In Crooker v. Pearson, 41 Kan. 410, 21 P. 270, a nonresident debtor was beyond the jurisdiction of this state in Iowa when he executed the note payable in Iowa and gave a mortgage upon land in Kansas. It was held the law of Iowa, where a mortgage debt is not barred until ten years after it becomes due, controlled and therefore removed the bar so as to permit an action to subject the mortgaged property to the payment of the debt. The court recognized no personal judgment could be rendered thereon, but only a judgment that the mortgage be foreclosed and the money applied to the payment of the mortgage debt.
It was argued in State Bank of Downs v. Criswell, 155 Kan. 314, 124 P.2d 500, that a mortgage could not be foreclosed without a personal judgment having been rendered against the personal representative of the decedent. The judgment entered by the court was expressly made a first, prior and paramount lien on the land to the extent of the indebtedness represented by the note and secured by the mortgage. The court held it was not necessary that a personal judgment should also have been rendered on the note against the personal representative of the decedent in order to force the security. The court said a mortgage may be given to secure the debt of another.
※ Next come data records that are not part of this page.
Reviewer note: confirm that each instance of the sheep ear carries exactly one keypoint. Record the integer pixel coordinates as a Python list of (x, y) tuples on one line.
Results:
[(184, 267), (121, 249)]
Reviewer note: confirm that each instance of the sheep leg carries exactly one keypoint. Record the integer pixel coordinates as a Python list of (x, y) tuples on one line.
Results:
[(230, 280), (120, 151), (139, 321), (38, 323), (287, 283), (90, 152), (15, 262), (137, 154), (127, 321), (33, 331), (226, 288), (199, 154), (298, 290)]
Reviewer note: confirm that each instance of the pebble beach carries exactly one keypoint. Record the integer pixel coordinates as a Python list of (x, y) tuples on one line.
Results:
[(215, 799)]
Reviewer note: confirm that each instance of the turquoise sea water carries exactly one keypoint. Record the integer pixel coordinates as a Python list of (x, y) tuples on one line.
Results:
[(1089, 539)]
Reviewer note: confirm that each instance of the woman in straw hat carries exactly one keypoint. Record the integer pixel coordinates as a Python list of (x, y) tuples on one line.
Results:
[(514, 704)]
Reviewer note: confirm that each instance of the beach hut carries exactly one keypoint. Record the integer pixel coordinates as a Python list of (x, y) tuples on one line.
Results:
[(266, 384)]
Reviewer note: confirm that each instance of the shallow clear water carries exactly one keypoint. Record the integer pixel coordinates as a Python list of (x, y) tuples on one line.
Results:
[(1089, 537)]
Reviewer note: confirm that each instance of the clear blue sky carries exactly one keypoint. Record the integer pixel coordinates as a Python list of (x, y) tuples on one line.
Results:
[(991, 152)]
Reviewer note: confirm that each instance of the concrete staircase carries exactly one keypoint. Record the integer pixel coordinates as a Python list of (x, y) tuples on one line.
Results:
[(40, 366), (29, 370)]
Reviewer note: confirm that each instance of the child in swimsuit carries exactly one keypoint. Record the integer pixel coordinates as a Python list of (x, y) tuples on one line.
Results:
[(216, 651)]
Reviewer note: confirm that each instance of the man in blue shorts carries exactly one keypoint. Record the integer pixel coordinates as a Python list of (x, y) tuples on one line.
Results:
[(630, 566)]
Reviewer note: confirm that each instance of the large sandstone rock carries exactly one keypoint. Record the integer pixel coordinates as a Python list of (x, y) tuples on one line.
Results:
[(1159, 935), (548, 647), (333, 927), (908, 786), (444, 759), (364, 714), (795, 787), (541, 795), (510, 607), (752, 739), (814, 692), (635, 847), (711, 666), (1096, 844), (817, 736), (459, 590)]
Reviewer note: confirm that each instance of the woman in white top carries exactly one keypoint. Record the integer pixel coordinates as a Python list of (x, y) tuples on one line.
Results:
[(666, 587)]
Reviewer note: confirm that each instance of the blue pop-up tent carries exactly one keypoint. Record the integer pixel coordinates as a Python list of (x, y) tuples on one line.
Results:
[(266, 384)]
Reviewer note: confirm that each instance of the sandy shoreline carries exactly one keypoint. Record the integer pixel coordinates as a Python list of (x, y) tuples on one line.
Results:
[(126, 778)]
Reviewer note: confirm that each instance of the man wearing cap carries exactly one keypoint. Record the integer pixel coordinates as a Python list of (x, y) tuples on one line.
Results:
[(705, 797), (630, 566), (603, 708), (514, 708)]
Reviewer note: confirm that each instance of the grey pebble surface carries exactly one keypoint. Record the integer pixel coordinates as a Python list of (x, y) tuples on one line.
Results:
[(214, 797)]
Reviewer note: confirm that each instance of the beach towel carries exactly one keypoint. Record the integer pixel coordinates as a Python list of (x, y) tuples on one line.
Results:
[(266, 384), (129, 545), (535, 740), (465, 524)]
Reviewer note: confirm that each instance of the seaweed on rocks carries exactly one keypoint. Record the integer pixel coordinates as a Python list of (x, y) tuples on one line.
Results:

In Graham v. Graham, 38 Kan. 440, 17 P. 152, the court recognized that a plaintiff had the "undoubted right to seek relief in either the probate or the district court — perhaps in both at the same time, if he had simply asked for the allowance of his note in the probate court, and only for a judgment in the district court establishing the mortgage lien as a judgment lien, and an order to sell the real estate in question." (p. 442.)
We deem it unnecessary to decide whether G.S. 1949, 59-1303, is applicable to the facts and circumstances presented by the instant case. If applicable, it should be noted the appellant here sought to do the very thing contemplated by this section of the statute cited. He chose the course of action which would exhaust the security for his debt prior to obtaining an allowance in the probate court against the estate of W.W. Hill, deceased.
It is clear no judgment for deficiency in a suit to foreclose a mortgage can be rendered against the heirs or widow of the deceased, for they are not personally liable for the mortgage debt.
We therefore hold the mere exhibition of the appellant's demand against the estate of the deceased mortgagor by filing his petition for its allowance in the probate court does not release the mortgage or prevent a foreclosure of the mortgage by an action in the district court. Upon the death of the mortgagor, the holder of the mortgage may foreclose it without proving the debt against the mortgagor's estate. (See, 3 Jones on Mortgages, § 1574, p. 10.)
Other questions are apparent from the factual statement and some are raised by counsel for the respective parties in their briefs, but the trial court having erred in its conclusion regarding the basic premise upon which this action is founded — the existence of an equitable mortgage — left certain matters undetermined, a discussion of which would serve only to prejudice the rights of one party or the other. Finding it necessary to refer the case back for a new trial, further consideration of the case is deferred until such time as the trial court shall have first passed upon further questions made necessary by our decision.
The judgment of the trial court is reversed and the cause remanded with directions to grant a new trial.